「菫の花が散ってしまうから、雨が嫌いなんですよね?」
「うん、そうだよ」
 彼女は首を傾げるようにして頷く。僕はしゃがんで、さっきの雨に打たれてしおれている花の背筋を、すっと伸ばしてあげる。
「それなら、また種を植えて、きれいに咲かせれば良いんじゃないですか?」
 顔を上げ、目の端で彼女を見遣る。
 じいっと僕のほうを見つめて、彼女はおもむろに自分の手元に目を落とす。ハンドクリームを塗るように指を擦り、薄く目を細めた。
「たった、一凛なの。同じ花は、二度と咲かないんだから」
 夕焼けが逆光になって、彼女の顔が暗くてあまり見えない。
 だけど、その瞳は潤んでいる気がした。
 彼女は帰ったけど、僕はまたベンチに腰掛けた。
 たばこの煙のような空をぼんやりと眺めて、ふうっと息を吐き出し、腕を組んで瞼を落とす。
 ますます、菫さんのことが分からなくなってきている。
 僕は彼女自身が菫の花を育てていて、それが枯れてしまうのが悲しいからだと少し前まで考えていた。
 けどやはり、別の意味があるのは間違いない。
 彼女はいったいなにを思って、ああ言ったんだろうか。
 それも気になるけど、ひとまず、いつも通り撮った写真を見返す。撮った写真を見返すのがルーティン。でも、ぜったいに写真を消したりはしない。このさき、なにかで使える可能性もあるからだ。
 そういえば最後に撮ったのは、彼女を隠し撮りしたものだった。
 改めて、とても透き通った瞳だと思わされた。
 でも、一つだけ思うところがあった。
 どこか、違和感があった。
 それがなんなのかは分からない。煙が肺に溜まるみたいにもやもやしていて、気になって、過去の写真をさかのぼってみた。
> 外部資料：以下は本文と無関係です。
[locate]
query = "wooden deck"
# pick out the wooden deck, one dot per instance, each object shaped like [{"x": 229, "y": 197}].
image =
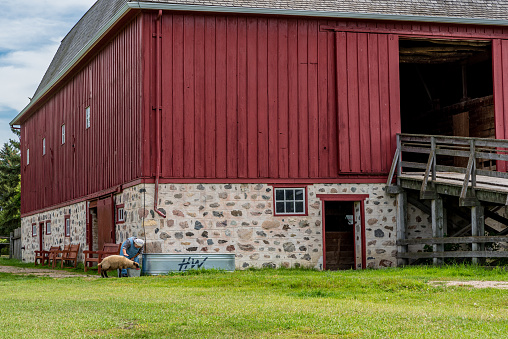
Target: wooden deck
[
  {"x": 440, "y": 162},
  {"x": 487, "y": 189}
]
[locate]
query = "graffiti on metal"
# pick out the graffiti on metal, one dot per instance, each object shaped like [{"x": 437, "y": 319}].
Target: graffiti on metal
[{"x": 193, "y": 263}]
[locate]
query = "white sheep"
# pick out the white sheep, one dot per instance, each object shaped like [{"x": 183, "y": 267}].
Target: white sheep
[{"x": 115, "y": 262}]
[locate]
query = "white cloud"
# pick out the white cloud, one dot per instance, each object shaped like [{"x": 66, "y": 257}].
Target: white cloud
[
  {"x": 21, "y": 72},
  {"x": 30, "y": 33}
]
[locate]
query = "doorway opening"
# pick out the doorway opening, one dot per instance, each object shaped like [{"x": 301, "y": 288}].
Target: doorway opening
[
  {"x": 339, "y": 235},
  {"x": 41, "y": 236},
  {"x": 93, "y": 228},
  {"x": 446, "y": 88}
]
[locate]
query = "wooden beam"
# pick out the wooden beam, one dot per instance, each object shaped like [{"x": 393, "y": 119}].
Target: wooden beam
[
  {"x": 402, "y": 224},
  {"x": 477, "y": 228},
  {"x": 437, "y": 227},
  {"x": 496, "y": 217}
]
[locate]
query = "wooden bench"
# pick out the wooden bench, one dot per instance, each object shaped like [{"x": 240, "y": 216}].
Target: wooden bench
[
  {"x": 69, "y": 253},
  {"x": 44, "y": 256},
  {"x": 97, "y": 256}
]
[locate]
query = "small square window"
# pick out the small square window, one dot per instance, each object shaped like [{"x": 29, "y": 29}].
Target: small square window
[
  {"x": 67, "y": 222},
  {"x": 87, "y": 114},
  {"x": 120, "y": 214},
  {"x": 290, "y": 201}
]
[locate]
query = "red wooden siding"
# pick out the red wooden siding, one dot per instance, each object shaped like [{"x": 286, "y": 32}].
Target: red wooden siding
[
  {"x": 247, "y": 97},
  {"x": 93, "y": 159},
  {"x": 242, "y": 98},
  {"x": 500, "y": 77},
  {"x": 368, "y": 101},
  {"x": 258, "y": 98}
]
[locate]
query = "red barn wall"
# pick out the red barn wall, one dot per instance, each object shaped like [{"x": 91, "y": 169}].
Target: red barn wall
[
  {"x": 94, "y": 159},
  {"x": 255, "y": 97},
  {"x": 247, "y": 97},
  {"x": 242, "y": 98}
]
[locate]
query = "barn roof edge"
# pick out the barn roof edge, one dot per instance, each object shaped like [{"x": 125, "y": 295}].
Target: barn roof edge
[{"x": 128, "y": 6}]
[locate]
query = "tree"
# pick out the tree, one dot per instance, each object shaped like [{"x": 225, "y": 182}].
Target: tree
[{"x": 10, "y": 185}]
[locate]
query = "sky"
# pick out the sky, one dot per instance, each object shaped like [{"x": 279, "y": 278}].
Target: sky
[{"x": 30, "y": 33}]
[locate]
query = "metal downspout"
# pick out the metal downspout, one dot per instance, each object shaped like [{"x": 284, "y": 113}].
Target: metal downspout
[{"x": 158, "y": 109}]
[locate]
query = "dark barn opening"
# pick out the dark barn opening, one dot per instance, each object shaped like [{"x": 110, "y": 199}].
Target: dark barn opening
[
  {"x": 446, "y": 88},
  {"x": 339, "y": 235}
]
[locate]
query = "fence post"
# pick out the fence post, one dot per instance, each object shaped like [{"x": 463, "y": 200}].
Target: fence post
[{"x": 433, "y": 149}]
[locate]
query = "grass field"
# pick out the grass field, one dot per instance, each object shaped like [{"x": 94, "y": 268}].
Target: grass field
[{"x": 391, "y": 303}]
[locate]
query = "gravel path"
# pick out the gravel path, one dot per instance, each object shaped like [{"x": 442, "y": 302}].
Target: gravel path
[
  {"x": 472, "y": 283},
  {"x": 43, "y": 272}
]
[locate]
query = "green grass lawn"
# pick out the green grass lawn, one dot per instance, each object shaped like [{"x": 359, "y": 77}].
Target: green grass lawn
[{"x": 391, "y": 303}]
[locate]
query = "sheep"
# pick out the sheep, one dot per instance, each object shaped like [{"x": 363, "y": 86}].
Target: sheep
[{"x": 115, "y": 262}]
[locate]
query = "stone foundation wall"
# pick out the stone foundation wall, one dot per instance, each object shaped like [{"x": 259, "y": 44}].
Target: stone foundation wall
[
  {"x": 238, "y": 218},
  {"x": 57, "y": 237},
  {"x": 419, "y": 225},
  {"x": 234, "y": 218}
]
 商店街の精肉店の店主、林太郎さんの結婚式のときに撮った写真が出てきた。
 林太郎さん、笑顔ぎこちないな。
 そういえば、いつも声を張っている林太郎さんがすごく緊張していて、周りに笑われていたことを思い出した。
 でも一世一代のことだから、僕だってそうなるんだろうな。その前に、彼女ができるかが不安なんだけど、とりあえず今はどうでも良い。
 さすがに結婚式終盤には慣れてきたのか、自然になってきていた。けど、それでもどこか違和感のようなものを感じずにはいられなかった。
 作り物っぽいような……。
 僕は、ハッとなって立ち上がっていた。そして、彼女の写真に目を据えた。
 彼女の表情は、たしかに笑っていた。
 けれど、瞳だけは笑えていないようにも感じる。
 花びらの中で閉じこもっているみたいに、僕の目には映っていた。
 まるで彼女は、一凛の花つぼみのようだった。
 これは彼女に許可を撮らず、こっそり撮った写真。
 だから緊張するはずなんてなくて、笑っているなら自然に笑えていないとおかしいはずだった。
 もしかしたら、さっきの言葉も関係しているのかもしれない。
 だんだんと夜のとばりが下りようとしていて、カメラをしまって歩き出した。いつもなら、バイトめんどくさいな、とか、明日も学校か、とか思う時間帯だった。
 でも頭の中は、彼女のことでいっぱいだった。
 風景に溶け込ませたり、公園だったら遊具を使ってみたりと、どんなふうに彼女を撮ろうか、いつまでも考えてしまった。
 なんとしてでも、彼女の笑顔を撮ってみたい。
 いったいどんなふうに、彼女の瞳は咲くんだろうか。